Radio sets – the “new enemies of the regime”
In the absence of the Internet (e-mail is banned) and satellite dishes, the only way for many North Koreans to sidestep the official propaganda is to tune into the Korean-language broadcasts of foreign radio stations. “You can buy radio sets in North Korea that are pre-set to the government radio frequency and sealed, but some people take the risk of opening them up in order to be able to tune into other frequencies,” a refugee explained. Today, more and more radio sets are getting into the country, especially to Pyongyang, from the People’s Republic of China.
“I think many refugees decided to leave after listening to international radio stations, especially Voice of America et Radio Free Asia, and South Korean stations, as that opens people’s eyes,” said the manager of FreeNK, a dissident radio station based in South Korea.

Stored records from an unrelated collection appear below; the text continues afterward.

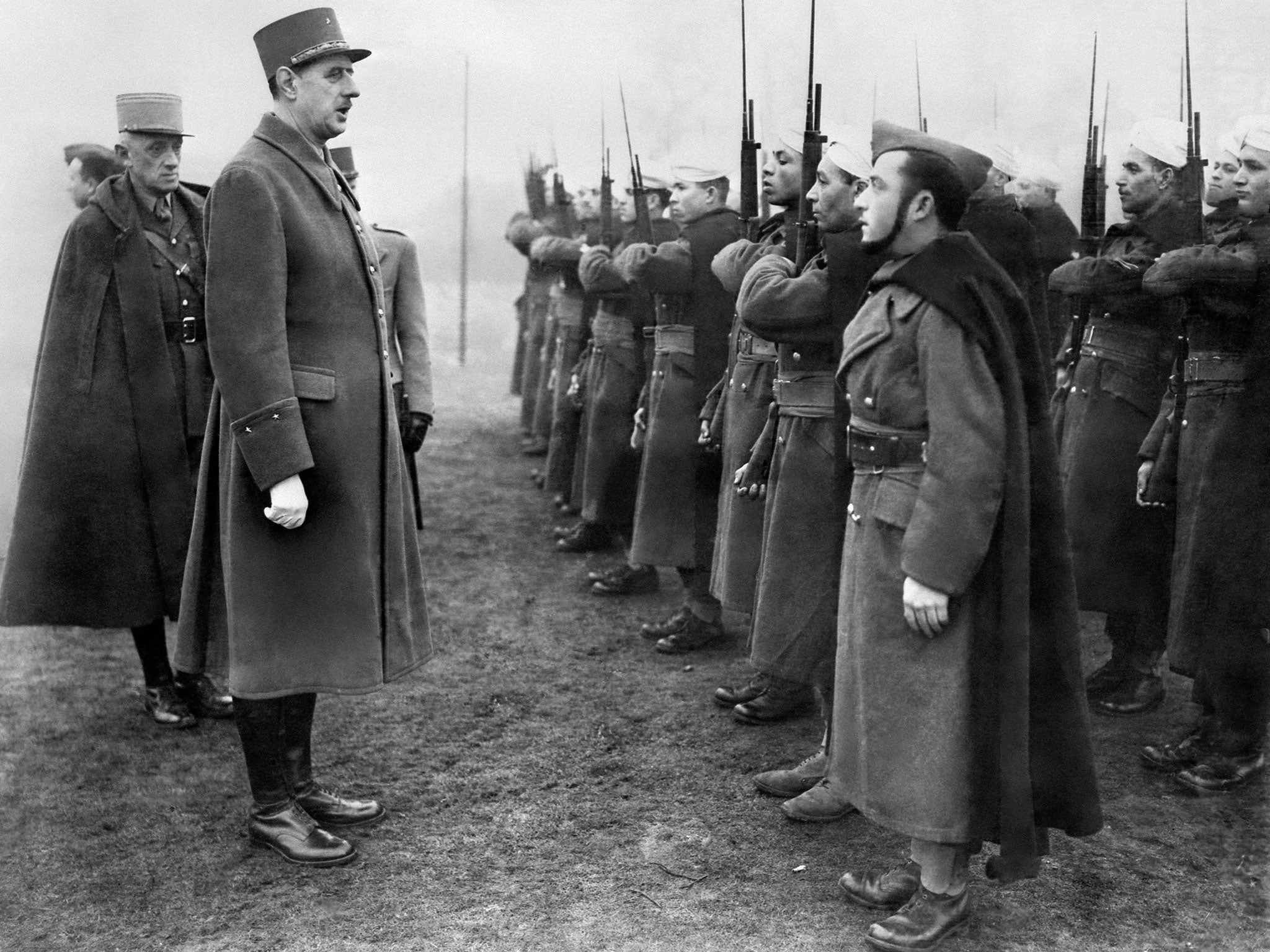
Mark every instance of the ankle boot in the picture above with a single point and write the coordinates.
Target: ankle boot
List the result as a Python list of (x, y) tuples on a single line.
[(276, 821), (326, 808)]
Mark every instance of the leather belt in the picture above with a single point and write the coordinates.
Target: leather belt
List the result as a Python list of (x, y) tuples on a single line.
[(1214, 367), (886, 450), (189, 330), (751, 346), (675, 338), (1119, 342)]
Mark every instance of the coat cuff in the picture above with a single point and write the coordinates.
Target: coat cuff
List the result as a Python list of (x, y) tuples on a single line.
[(273, 442)]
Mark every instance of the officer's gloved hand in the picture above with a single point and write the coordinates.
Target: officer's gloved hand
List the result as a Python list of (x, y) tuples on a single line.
[(414, 428)]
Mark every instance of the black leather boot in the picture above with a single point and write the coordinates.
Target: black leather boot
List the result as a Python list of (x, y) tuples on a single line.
[(276, 821), (326, 808)]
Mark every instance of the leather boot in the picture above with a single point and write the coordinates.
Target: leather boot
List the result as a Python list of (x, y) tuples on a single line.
[(326, 808), (883, 890), (275, 819), (922, 923), (781, 701)]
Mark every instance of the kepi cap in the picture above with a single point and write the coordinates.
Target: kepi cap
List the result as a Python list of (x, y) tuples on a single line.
[(301, 37), (149, 112), (1163, 140), (343, 159), (972, 167)]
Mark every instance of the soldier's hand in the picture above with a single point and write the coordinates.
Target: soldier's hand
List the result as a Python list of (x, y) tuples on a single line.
[(288, 503), (1145, 471), (925, 610)]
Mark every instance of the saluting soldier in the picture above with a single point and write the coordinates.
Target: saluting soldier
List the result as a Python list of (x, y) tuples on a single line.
[(676, 508), (807, 484), (1207, 456), (958, 714), (609, 466), (305, 557), (409, 358), (1109, 395), (117, 414)]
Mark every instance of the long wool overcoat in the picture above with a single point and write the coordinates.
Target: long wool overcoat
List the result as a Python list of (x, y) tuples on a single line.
[(106, 493), (299, 345)]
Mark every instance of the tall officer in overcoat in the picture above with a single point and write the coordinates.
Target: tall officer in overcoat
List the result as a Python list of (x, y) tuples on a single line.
[(409, 357), (117, 412), (1206, 460), (959, 714), (1108, 397), (676, 508), (304, 555)]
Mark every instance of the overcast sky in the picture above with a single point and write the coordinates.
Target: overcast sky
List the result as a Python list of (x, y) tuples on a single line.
[(540, 73)]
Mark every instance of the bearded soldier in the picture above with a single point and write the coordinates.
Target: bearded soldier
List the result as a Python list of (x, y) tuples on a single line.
[(1207, 456), (1109, 397), (676, 509), (958, 714), (305, 557), (117, 415)]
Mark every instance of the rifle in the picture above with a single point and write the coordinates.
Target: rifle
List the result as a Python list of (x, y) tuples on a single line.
[(639, 195), (606, 190), (802, 243), (748, 146)]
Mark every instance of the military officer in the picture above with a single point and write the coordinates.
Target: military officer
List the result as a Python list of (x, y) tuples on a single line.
[(1110, 390), (404, 314), (322, 589), (1207, 456), (676, 508), (116, 428), (956, 573)]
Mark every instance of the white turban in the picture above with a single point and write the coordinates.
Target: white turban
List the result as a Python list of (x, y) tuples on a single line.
[(1163, 140)]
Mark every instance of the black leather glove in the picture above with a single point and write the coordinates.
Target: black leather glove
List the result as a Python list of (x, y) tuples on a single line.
[(414, 428)]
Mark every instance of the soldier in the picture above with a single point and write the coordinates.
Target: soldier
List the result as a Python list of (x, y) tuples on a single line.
[(958, 714), (733, 418), (117, 415), (1110, 391), (676, 508), (794, 632), (1207, 455), (1037, 195), (87, 168), (322, 589), (404, 314), (615, 372)]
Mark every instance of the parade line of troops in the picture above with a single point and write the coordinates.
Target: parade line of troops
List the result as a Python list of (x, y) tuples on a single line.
[(904, 464)]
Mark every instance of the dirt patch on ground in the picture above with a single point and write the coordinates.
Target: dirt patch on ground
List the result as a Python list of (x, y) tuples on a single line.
[(554, 783)]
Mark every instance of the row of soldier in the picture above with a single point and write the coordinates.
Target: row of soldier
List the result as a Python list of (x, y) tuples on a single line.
[(699, 395)]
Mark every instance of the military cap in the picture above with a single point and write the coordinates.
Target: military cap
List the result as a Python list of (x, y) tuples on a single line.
[(1163, 140), (301, 37), (343, 159), (972, 167), (149, 112)]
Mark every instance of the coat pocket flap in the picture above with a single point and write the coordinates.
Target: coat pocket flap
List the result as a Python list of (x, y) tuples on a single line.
[(894, 501), (314, 382)]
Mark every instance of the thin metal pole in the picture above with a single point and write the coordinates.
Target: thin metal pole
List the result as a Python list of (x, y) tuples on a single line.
[(463, 242)]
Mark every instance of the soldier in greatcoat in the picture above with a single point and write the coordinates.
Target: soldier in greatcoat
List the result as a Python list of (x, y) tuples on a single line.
[(117, 414), (1109, 394), (1206, 459), (304, 558), (676, 508), (959, 715)]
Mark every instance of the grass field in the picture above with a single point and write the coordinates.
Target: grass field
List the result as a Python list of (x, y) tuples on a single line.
[(554, 785)]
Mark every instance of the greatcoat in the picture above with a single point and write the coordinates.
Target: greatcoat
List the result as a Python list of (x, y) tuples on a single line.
[(980, 733), (676, 508), (300, 347), (737, 412), (106, 490)]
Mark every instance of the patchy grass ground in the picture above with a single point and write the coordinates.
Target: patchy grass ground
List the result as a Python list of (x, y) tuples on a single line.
[(554, 785)]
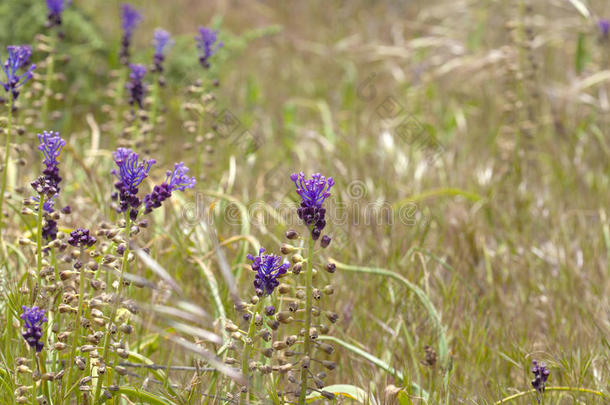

The party launched a campaign to check radio sets at the end of 2003. The head of each party cell in neighborhoods and villages received instructions to verify the seals on all radio sets. The North Korean authorities designated radio sets as “new enemies of the regime” on 13 June 2004.
There are almost certainly no clandestine publications in North Korea. It is just known that Kim Jong-il gave orders in 1999 for closer monitoring of type-writers and photocopiers for fear they could be used against the regime. Still, leaflets criticizing the dictatorship and the juche ideology were found in Chinese border areas in November 2004. Was this beginning of a domestic dissident movement?
Some North Korean officials do not hide their hostility toward the international press, which is allowed into the country in very limited numbers. “Journalists are all liars,” responded foreign minister Paek Nam-sun in September 2004 when questioned by a British foreign office minister about reports that a large explosion had been detected by the United States and South Korea.